Total RNA was extracted from exosomes and cells using the TRIzol reagent (Invitrogen) and reversely transcribed into cDNA by cDNA Synthesis Kit (TaKaRa Bio, USA). An ABI StepOnePlus™ System (Applied Biosystems, USA) was utilized to perform qRT-PCR. The relative expression of miRNA and mRNA were normalized to U6 and β-act, in respectively. The following primers were presented:miR-140-3p,forward 5’-CAGTGCTGTACCACAGGGTAGA-3’ and reverse 5’-TATCCTTGTTCACGACTCCTTCAC-3’;FOXP1,forward 5’-ATGGAGCATACCAACAGCAACG-3’ and reverse 5’-ACTGTGGTTGGCTGTTGTCAC-3’. The data were calculated using the 2Ct method.

Western blotting

The proteins extracted from cells were separated and transferred onto PVDF membranes (Millipore, USA).
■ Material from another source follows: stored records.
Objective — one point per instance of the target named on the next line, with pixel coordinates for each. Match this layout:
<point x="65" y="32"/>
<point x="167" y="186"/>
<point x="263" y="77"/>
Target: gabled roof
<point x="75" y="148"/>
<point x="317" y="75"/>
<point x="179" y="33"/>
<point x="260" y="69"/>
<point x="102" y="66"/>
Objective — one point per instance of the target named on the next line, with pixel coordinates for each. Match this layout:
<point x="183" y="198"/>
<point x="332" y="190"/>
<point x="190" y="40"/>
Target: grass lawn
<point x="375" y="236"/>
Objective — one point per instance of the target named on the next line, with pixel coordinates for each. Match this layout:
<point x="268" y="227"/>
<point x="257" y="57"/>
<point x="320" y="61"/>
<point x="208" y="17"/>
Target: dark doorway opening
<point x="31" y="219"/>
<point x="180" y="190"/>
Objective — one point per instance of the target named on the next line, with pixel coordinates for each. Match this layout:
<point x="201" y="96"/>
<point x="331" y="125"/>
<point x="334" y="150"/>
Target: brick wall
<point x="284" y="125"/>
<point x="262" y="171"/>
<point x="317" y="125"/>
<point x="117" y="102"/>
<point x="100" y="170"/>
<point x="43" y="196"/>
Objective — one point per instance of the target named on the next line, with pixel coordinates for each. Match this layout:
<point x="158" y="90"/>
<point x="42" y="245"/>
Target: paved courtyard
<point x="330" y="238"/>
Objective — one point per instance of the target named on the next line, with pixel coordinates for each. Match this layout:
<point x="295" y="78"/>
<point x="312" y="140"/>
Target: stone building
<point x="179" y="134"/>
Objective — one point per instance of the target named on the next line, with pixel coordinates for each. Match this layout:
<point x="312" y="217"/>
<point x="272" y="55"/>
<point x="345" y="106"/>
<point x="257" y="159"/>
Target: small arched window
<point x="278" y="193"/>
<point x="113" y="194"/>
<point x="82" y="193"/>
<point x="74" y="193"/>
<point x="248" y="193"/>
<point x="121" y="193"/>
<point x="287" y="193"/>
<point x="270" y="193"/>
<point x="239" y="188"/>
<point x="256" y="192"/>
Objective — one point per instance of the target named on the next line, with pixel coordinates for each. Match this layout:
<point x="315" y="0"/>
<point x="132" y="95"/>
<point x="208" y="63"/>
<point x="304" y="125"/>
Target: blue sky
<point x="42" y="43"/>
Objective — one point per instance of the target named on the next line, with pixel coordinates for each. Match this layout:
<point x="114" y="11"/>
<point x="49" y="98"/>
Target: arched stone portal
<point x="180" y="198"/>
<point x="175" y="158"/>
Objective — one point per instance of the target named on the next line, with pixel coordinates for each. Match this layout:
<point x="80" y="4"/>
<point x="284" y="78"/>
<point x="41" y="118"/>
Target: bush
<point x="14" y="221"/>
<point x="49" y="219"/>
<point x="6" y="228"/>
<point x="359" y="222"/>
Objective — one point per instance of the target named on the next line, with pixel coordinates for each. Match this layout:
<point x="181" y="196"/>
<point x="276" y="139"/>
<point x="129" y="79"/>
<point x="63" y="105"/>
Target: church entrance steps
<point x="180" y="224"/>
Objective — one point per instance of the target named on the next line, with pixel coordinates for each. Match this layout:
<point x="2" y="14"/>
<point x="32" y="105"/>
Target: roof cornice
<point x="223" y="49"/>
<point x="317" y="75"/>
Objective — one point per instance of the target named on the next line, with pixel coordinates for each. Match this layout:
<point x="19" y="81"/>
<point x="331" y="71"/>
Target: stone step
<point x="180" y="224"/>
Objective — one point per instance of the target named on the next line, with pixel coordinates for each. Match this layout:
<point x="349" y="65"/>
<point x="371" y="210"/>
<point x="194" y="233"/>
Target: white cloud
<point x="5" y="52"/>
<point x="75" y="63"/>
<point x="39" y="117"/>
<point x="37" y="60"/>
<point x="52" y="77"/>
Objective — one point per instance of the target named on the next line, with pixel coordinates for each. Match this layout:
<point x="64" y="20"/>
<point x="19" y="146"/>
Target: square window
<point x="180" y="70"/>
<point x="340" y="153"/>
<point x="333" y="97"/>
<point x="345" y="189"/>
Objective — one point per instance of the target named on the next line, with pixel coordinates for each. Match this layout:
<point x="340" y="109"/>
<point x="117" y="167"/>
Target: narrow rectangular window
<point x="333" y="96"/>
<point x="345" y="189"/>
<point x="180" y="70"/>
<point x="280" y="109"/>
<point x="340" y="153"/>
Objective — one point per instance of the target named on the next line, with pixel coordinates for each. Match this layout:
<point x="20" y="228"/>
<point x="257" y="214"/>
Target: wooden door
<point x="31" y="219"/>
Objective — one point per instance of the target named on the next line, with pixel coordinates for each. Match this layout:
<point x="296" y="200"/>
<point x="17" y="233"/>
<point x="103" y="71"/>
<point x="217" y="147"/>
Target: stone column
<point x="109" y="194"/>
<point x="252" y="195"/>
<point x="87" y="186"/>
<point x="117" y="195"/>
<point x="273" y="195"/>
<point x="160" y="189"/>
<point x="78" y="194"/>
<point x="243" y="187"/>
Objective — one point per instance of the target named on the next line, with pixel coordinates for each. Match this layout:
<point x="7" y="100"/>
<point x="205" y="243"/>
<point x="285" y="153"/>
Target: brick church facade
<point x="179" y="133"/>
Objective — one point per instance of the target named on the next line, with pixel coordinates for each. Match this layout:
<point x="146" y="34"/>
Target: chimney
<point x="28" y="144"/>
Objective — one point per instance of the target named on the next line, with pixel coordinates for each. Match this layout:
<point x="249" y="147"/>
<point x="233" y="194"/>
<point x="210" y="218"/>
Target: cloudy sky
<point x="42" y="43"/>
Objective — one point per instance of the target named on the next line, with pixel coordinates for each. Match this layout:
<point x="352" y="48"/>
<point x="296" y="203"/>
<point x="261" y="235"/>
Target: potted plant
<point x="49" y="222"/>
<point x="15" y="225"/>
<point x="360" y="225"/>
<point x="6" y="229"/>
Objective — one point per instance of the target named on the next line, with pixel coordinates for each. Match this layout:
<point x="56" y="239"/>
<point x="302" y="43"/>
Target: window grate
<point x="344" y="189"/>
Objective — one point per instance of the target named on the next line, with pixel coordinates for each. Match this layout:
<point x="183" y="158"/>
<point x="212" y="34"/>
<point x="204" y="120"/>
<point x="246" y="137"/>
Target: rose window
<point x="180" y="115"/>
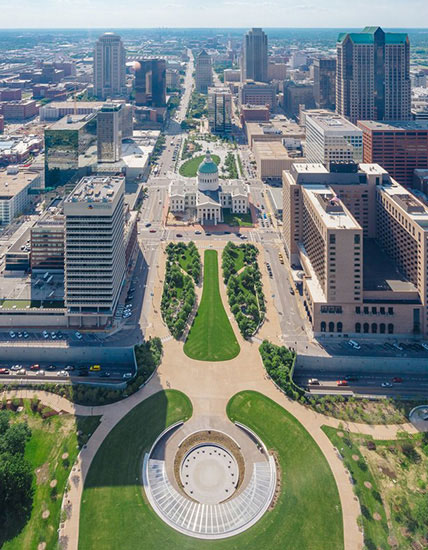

After blocking with 5% skimmed milk, the membranes were incubated with antibodies CD9 (1:1000, ab236630, Abcam), TSG101 (1:1000, ab133586, Abcam), α-smooth muscle actin [α-SMA, 1:1000, #19245, Cell Signaling Technology (CST), Danvers, USA], collagen type I α1 chain (COL1A1, 1:1000, #72026, CST), connective tissue growth factor (CTGF, 1:1000, #86641, CST), FOXP1 (1:1000, #4402, CST), phosphor(p)-Smad2 (1:1000, #18338, CST), p-Smad3 (1:1000, #9520, CST), SMAD2/3 (1:1000, #8685, CST), and SMAD interacting protein 1 (SIP1, 1:1000, #97885, CST). After that, the membranes were incubated with HRP-linked secondary antibody. ECL (Millipore) solution was used to observe the protein band. Relative protein expression was quantified by BioImaging Systems.

Statistical analysis

All data were analyzed by SPSS 22.0. The measurement data were described as mean ± Standard Deviation (SD). The differences among groups were evaluated by a Student’s t test (for 2 groups) or ANOVA (for more than 2 groups) followed by a LSD post hoc test. P < 0.05 was considered statistically significant.

Ethical approval

The study was approved by the Medical Ethics Committee of General Hospital of Ningxia Medical University (No. 2020-125).

Consent to participate

All authors agree to participate in this project and research.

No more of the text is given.